Methods for variational autoencoders
A dataset was prepared for a matrix representation, normalized input data, divided into training, validation, and testing sets, built an encoder and decoder network, defined a loss function, optimized parameters, fine-tuned hyperparameters, generated new drug-gene interactions, assessed model performance, and visualized the latent space with reconstructed drug-gene interactions for insights. These steps are necessary to train a VAE to use a Python environment for drug-gene interaction modelling.
Generative variational autoencoders architecture and hyperparameter
Variational autoencoders (VAEs) are deep learning models that learn the distribution of a dataset using an encoder network, decoder network, and loss function. Their architecture and hyperparameters significantly impact their performance and quality of samples.

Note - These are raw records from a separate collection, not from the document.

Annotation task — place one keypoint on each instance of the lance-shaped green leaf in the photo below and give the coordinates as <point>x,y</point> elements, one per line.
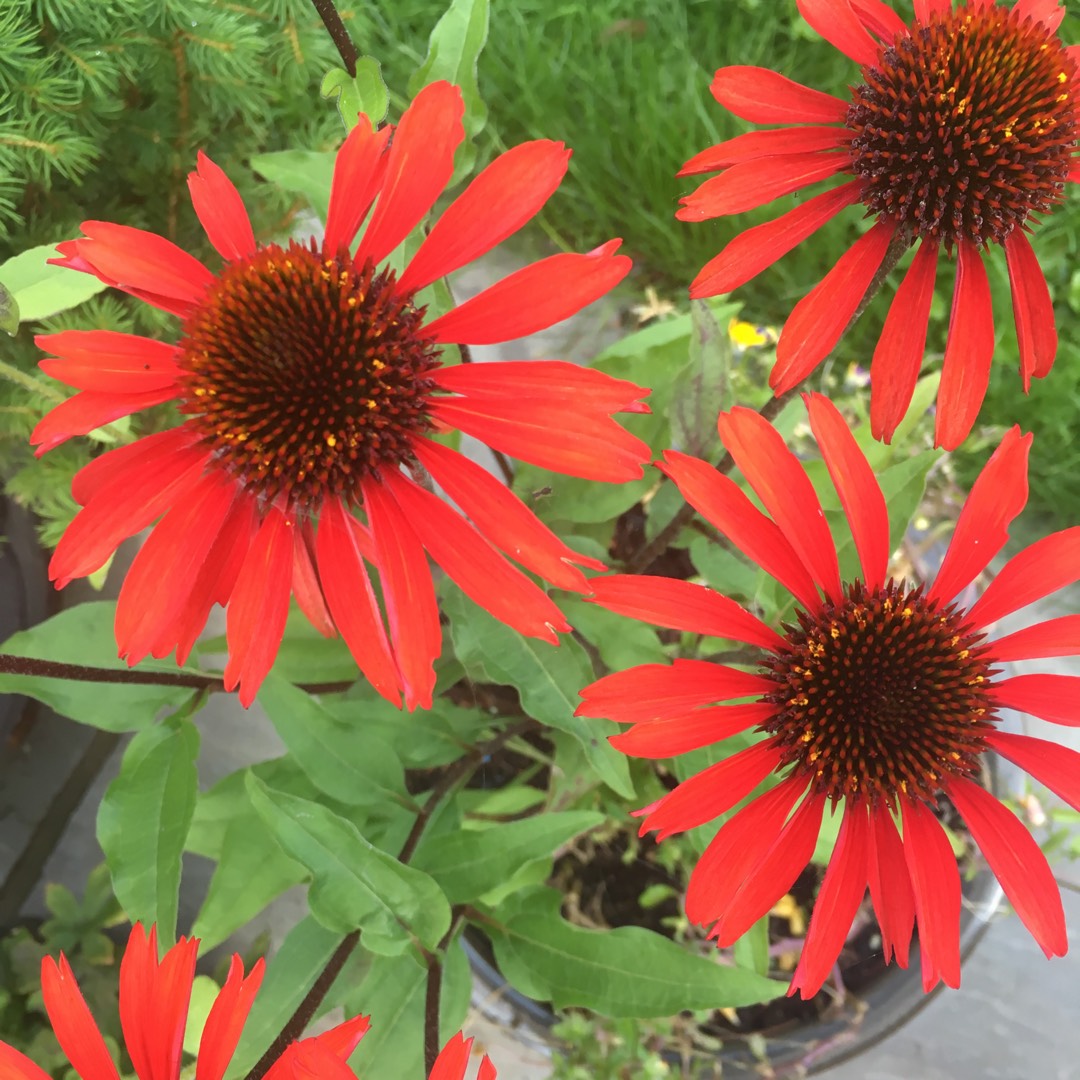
<point>471,862</point>
<point>40,289</point>
<point>392,994</point>
<point>143,822</point>
<point>291,973</point>
<point>365,92</point>
<point>345,760</point>
<point>354,885</point>
<point>83,635</point>
<point>9,311</point>
<point>454,50</point>
<point>702,387</point>
<point>547,676</point>
<point>629,971</point>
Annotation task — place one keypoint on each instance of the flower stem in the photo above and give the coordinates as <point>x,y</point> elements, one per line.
<point>338,34</point>
<point>82,673</point>
<point>645,555</point>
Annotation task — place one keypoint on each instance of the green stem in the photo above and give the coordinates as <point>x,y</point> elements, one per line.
<point>648,553</point>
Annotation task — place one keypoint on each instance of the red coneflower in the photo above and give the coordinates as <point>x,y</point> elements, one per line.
<point>153,1013</point>
<point>881,696</point>
<point>310,379</point>
<point>961,132</point>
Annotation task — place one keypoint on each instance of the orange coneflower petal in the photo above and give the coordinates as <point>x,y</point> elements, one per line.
<point>1051,764</point>
<point>820,319</point>
<point>226,1020</point>
<point>306,585</point>
<point>125,504</point>
<point>782,485</point>
<point>710,793</point>
<point>90,409</point>
<point>593,448</point>
<point>721,502</point>
<point>502,518</point>
<point>1041,568</point>
<point>753,184</point>
<point>132,458</point>
<point>773,874</point>
<point>408,593</point>
<point>1056,637</point>
<point>17,1066</point>
<point>935,886</point>
<point>351,599</point>
<point>419,165</point>
<point>751,252</point>
<point>741,844</point>
<point>359,171</point>
<point>700,727</point>
<point>890,887</point>
<point>146,265</point>
<point>837,23</point>
<point>475,566</point>
<point>220,210</point>
<point>998,495</point>
<point>582,390</point>
<point>767,97</point>
<point>683,605</point>
<point>901,349</point>
<point>532,298</point>
<point>841,892</point>
<point>108,362</point>
<point>258,607</point>
<point>509,192</point>
<point>1016,862</point>
<point>214,583</point>
<point>969,349</point>
<point>856,486</point>
<point>1052,698</point>
<point>153,1002</point>
<point>159,582</point>
<point>651,691</point>
<point>72,1024</point>
<point>1033,309</point>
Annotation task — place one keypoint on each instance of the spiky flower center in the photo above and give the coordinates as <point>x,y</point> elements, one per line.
<point>966,127</point>
<point>305,373</point>
<point>881,694</point>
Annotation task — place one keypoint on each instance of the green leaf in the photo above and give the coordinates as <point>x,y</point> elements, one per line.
<point>39,289</point>
<point>702,388</point>
<point>251,873</point>
<point>143,822</point>
<point>629,971</point>
<point>621,642</point>
<point>392,994</point>
<point>83,635</point>
<point>365,94</point>
<point>9,311</point>
<point>308,173</point>
<point>354,885</point>
<point>470,863</point>
<point>291,973</point>
<point>345,760</point>
<point>454,50</point>
<point>547,676</point>
<point>752,949</point>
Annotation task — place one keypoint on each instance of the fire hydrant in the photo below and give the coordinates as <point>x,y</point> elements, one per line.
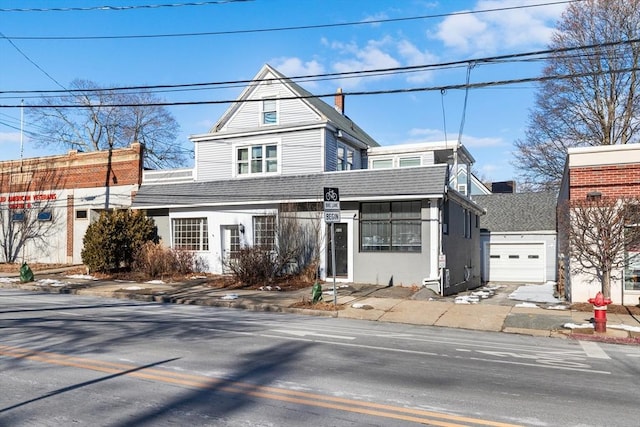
<point>600,311</point>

The encoder network in a VAE uses input data, like drug-gene interaction modeling, through neural network layers to reduce data dimensionality, producing the mean and variance of a multivariate Gaussian distribution for point sampling. The decoder network maps input to input space, reversing the structure of the encoder network. It gradually increases data dimensionality until it matches the original input shape, with configurable hyperparameters like layers and neurons per layer.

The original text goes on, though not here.